The production at McDonalds Essay
The production at McDonalds
I am writing to apply for the position of manager of my local branch of McDonalds in East Croydon. The following report highlights how I would improve the productivity at the McDonalds in East Croydon.
In my opinion, I believe that there are three main ways that the production at McDonalds can be improved. Improving production will increase the amount of products made and, more importantly, increase the profit. We could also get our stock at a lower cost as well.
The first method I would suggest to improve productivity would be introducing a Total Quality Management system. This method will cut costs by removing errors in the company controlling quality throughout. For example, if a worker were not producing the burgers to a specific level, the management would iron this error out and make him/her increase the quality. More profit will come in as the customers will feel cared for and the products will be better quality. There will be an overall increase in efficiency as well as every aspect in the business having improved quality.

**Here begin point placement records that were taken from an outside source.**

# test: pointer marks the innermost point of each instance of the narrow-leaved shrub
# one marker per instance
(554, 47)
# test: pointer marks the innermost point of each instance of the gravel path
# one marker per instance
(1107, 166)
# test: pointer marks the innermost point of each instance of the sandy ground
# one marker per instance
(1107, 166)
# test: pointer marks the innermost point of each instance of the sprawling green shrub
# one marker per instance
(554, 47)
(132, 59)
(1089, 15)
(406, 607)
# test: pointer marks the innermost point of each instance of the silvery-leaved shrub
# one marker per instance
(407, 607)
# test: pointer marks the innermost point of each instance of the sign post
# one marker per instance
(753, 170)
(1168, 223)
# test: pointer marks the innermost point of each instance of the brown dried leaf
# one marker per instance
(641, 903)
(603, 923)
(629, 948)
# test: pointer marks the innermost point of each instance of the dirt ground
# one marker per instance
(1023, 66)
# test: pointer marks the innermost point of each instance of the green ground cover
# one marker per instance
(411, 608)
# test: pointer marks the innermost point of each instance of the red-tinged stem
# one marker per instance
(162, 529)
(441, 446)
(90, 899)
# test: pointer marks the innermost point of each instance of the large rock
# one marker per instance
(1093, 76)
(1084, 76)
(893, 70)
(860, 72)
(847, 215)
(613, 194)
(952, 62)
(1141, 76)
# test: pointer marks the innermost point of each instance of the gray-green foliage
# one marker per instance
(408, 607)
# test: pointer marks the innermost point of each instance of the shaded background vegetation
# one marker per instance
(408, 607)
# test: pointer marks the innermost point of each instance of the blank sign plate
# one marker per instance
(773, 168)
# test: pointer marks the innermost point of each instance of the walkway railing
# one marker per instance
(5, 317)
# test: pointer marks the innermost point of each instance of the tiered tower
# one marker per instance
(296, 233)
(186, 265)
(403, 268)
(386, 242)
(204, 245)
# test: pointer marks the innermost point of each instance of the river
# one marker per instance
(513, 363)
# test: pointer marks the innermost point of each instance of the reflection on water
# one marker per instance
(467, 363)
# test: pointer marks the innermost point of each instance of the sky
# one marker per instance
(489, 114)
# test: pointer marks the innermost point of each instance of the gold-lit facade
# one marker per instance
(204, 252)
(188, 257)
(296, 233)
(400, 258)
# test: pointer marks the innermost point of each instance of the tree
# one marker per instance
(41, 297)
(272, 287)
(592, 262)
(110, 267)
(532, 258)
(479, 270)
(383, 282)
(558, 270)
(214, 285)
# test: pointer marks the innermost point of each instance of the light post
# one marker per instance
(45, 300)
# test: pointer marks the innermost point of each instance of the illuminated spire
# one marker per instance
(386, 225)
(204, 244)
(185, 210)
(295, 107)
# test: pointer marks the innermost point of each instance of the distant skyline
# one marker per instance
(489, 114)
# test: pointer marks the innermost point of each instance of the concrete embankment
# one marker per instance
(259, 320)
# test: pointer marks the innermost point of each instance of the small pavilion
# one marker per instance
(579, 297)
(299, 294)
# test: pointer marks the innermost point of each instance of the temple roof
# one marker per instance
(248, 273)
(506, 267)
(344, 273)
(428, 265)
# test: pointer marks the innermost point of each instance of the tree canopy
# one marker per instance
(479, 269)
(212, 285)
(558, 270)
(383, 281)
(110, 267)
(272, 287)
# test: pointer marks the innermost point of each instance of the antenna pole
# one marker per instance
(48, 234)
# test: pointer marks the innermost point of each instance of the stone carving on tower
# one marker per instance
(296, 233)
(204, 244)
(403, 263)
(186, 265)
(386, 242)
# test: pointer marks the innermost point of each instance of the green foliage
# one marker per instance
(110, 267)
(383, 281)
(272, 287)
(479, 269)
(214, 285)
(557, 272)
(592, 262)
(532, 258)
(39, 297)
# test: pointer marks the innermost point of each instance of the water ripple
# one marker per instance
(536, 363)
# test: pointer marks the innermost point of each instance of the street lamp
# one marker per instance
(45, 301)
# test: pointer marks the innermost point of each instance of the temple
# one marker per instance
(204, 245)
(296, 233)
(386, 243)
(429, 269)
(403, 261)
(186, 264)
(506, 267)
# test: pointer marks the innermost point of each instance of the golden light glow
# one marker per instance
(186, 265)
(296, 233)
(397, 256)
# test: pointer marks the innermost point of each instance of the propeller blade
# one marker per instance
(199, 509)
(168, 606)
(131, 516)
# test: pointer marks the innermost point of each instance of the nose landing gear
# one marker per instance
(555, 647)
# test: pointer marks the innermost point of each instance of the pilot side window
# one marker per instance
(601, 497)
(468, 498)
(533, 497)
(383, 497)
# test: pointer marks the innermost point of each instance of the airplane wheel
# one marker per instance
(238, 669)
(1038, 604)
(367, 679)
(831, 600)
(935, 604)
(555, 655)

A disadvantage of this method is that we will have to spend more money for training and development. Also, TQM only works if there is co-operation and commitment throughout. If we had a rebellious worker then the system would fail. It is also hard to test the quality of the taste; you cannot have a bite out of every burger.
Another method for improving productivity would be specialisation. This would mean that till workers would become specialised in manning the till, making the drinks and fetching to food. The Chefs would also make better quality food as they would also be specialised. These skills can also be developed throughout through constant use. This would also mean the till people would not have to fetch chips, as they would already be there for them. Profits would increase as customers would feel respected and the quality increased. The food would also be delivered faster, seeing as everyone knows exactly what to do.
Unfortunately, specialisation increases dependency and it will also increase costs for the training. Workers may fell disheartened, as they can only do a narrow range of jobs.
Quality circles are the final suggestion I would make for improving productivity. The workers will meet up with the managers to discuss aspects of the business. It brings new ideas into the business so ideas on how the chips could be made more efficiently are shared. It also improves the communication. This will mean the food will be delivered quicker when orders are taking place, the till person and chef will talk better so everything will be done to perfection. The managers will also have a better view on what the views are of the floor staff, therefore they get a better view on what needs changing.
On the other hand the company will have to fork out for extra training for the “team leaders”. Valuable time will be taken up for discussions, and if it is everyone’s free time then there is a chance people will not participate fully. Disagreement on certain ideas may lead to argument. If it is against people’s views they may try to deliberately make it not work, causing poor productivity.
In conclusion, I think the best two improvement methods are TQM and specialisation. However I think specialisation is the one which will increase the productivity the most. Specialisation will increase the quality of the products, the speed of delivery and the workers will also feel important. They will feel like specialists so they will perform to the best of their ability.
Customers will feel important; they’ll feel respected and pleased by the top quality of the service. The few problems with these methods can also be sorted out. We could teach the workers any skills they desire; this way they’ll be good in a wide range of tasks. This training will be done on site, so it will not cost us. Dependency can also be ironed out. Specialisation will encourage our workers to work as a team, and if someone isn’t performing for the team then you can help them. Everything will be fine.